After a week of flu and some desultory reading, mostly of New Yorkers and New York Review of Books, I picked up Eudora Welty's stories from the shelves and started from where I'd left a bookmark whenever I last read it, at a story called 'Clytie'.
Clytie Farr and her brother and sister and bedridden father live in a large house in a very small town called Farr's Gin.
Anyone could have told you that there were not more than 150 people in Farr's Gin, counting Negroes. Yet the number of faces seemed to Clytie almost infinite. She knew now to look slowly and carefully at a face; she was convinced that it was impossible to see it all at once. The first thing she discovered about a face was always that she had never seen it before. When she began to look at people's actual countenances there was no more familiarity in the world for her. The most profound, the most moving sight in the whole world must be a face.

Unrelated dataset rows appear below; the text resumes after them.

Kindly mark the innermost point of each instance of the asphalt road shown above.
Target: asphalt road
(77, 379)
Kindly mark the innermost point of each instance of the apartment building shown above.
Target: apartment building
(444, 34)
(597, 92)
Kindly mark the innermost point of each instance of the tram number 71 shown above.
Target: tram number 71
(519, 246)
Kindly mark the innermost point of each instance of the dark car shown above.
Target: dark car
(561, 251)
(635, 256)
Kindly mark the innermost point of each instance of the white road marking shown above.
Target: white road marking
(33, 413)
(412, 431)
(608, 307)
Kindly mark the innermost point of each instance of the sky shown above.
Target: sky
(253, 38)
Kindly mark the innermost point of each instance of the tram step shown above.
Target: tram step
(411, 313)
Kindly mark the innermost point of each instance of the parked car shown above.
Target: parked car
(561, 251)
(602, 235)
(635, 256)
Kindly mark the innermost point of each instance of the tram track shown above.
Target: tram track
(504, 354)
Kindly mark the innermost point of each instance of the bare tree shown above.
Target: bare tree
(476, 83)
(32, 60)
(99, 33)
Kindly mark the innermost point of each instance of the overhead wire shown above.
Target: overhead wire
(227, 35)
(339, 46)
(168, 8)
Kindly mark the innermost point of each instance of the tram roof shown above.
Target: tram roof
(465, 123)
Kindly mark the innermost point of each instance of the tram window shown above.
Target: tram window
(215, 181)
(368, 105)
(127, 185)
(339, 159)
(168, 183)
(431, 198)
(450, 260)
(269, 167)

There was a face, a vision, she does not know exactly when she saw it, and she is looking for it once again. But all the faces of the townsfolk come between her and her vision. Like the captain of the barge in Jean Vigo's film l'Atalante who has lost his wife and looks for her in a bucket of water, according to the folk tale that you can find the face of your lost love reflected in the water. When he doesn't see her in the bucket of water, he dives into the river.

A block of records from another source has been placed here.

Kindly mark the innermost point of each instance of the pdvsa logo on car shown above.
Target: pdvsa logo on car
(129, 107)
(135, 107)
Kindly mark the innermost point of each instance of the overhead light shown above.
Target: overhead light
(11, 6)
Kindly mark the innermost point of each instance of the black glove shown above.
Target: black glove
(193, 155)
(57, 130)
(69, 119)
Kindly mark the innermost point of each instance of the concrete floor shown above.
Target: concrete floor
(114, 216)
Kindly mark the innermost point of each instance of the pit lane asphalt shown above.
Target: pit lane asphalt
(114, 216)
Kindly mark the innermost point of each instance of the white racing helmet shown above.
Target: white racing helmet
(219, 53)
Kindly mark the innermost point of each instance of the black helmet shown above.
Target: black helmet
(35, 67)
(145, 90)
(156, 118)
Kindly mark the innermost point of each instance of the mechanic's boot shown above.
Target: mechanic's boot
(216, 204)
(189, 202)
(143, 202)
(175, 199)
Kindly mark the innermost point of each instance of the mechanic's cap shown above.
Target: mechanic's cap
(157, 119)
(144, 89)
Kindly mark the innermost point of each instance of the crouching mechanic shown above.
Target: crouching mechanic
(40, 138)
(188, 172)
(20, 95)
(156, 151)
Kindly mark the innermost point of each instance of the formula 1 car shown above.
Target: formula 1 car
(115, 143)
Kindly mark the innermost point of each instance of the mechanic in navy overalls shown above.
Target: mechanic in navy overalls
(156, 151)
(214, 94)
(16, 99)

It was purely for a resemblance to a vision that she examined the secret, mysterious, unrepeated faces she met in the street of Farr's Gin.
At the end of the story, on an errand for rainwater for her father's weekly shave, she stands by the rain barrel.
Clytie did the only thing she could think of to do. She bent her angular body further, and thrust her head into the barrel, under the water, through its glittering surface into the kind, featureless depth, and held it there.
So later she is found 'with her poor ladylike black-stockinged legs up-ended and hung apart like a pair of tongs.'
As a return to the human world after several days of illness, the 'kind, featureless depth' is as comforting as reading can get.